On a journey towards myself

Buddha among the many in Buddha Tooth Temple, Singapore

This has been a journey back to myself
I like what I see, feel and think
I like myself
I have needed some time to come to this conclusion. Again.
I really do enjoy silence inside of me
and it really is calm right now
like on a cold day in a white forest
where everything is frozen
and snowflakes quietly fall from the sky
in countless shapes and sizes.
I do what I plan so I need to be careful with what I wish
but I now have answers to the questions I missed to ask lately
I do not need to revenge on anyone
I need to forgive.
This time it is not me who’s the messenger,
it will be circumstances brought upon us by our thoughts and actions, our choices and decisions which we need to be aware of
either in the mind or heart of preferably both.
I just opened one door
and was invited inside
like in a fairy-tale where less is more.
Instead of running around like a madman and 
trying out doors in different shapes and sizes I just knocked on one. 

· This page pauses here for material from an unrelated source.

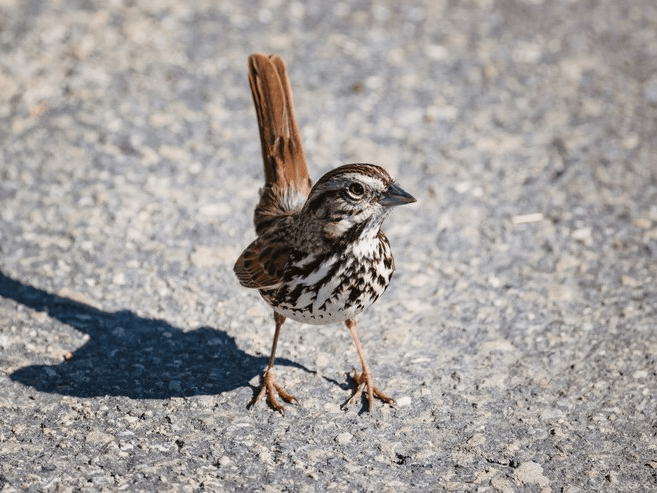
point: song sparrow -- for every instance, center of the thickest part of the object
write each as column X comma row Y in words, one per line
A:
column 320, row 256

And then my heart told me to stop searching. 
Which my head has had difficulties to acknowledge. 
Like my self-value, my goodness and kindness,
like all the positive things that make me who I am.
I wanted to look past them and only see my troubles.
But realised soon that life without gratitude
is like stale water – 
yes, it clenches the thirst but does not taste good.
So I went to find the well inside of me containing spring water. 
And as soon as I forgave, as soon as I started to love and respect myself again, I embarked on a journey which took me after several ups and downs finally there. 
Pure water tastes so good, far better than any other liquid. 
The only thing is that one cannot stay by the well for long, 
like a traveler I need to keep going,
but I know that there are more wells to be found,
the universe inside of me is as vast and limitless as the one surrounding the Earth.
I just need to visit it more often. 
And treat myself with respect, gratitude and love. 
Only then I can treat others with the same qualities. 
I needed a reminder to dig deeper. 
I am so happy I did. 
I like what I see, feel and think. 
I like my inner universe. 
I know there’s the dark matter
but it is part of me, 
hiding together with my deepest fears. 
But once I cast some light onto those murky corners
I realised that the things hiding in the shadows
are scary but not too scary when I accept myself with my light and dark side,
with my matter and antimatter,
with my gravity and antigravity,
with my positive and negative electrons,
with all the cells and neurons and atoms which are part of me.
Sometimes feeling and knowing can be one and the same thing.
When this happens, I have an insight
into the mystery of life and the secret of living.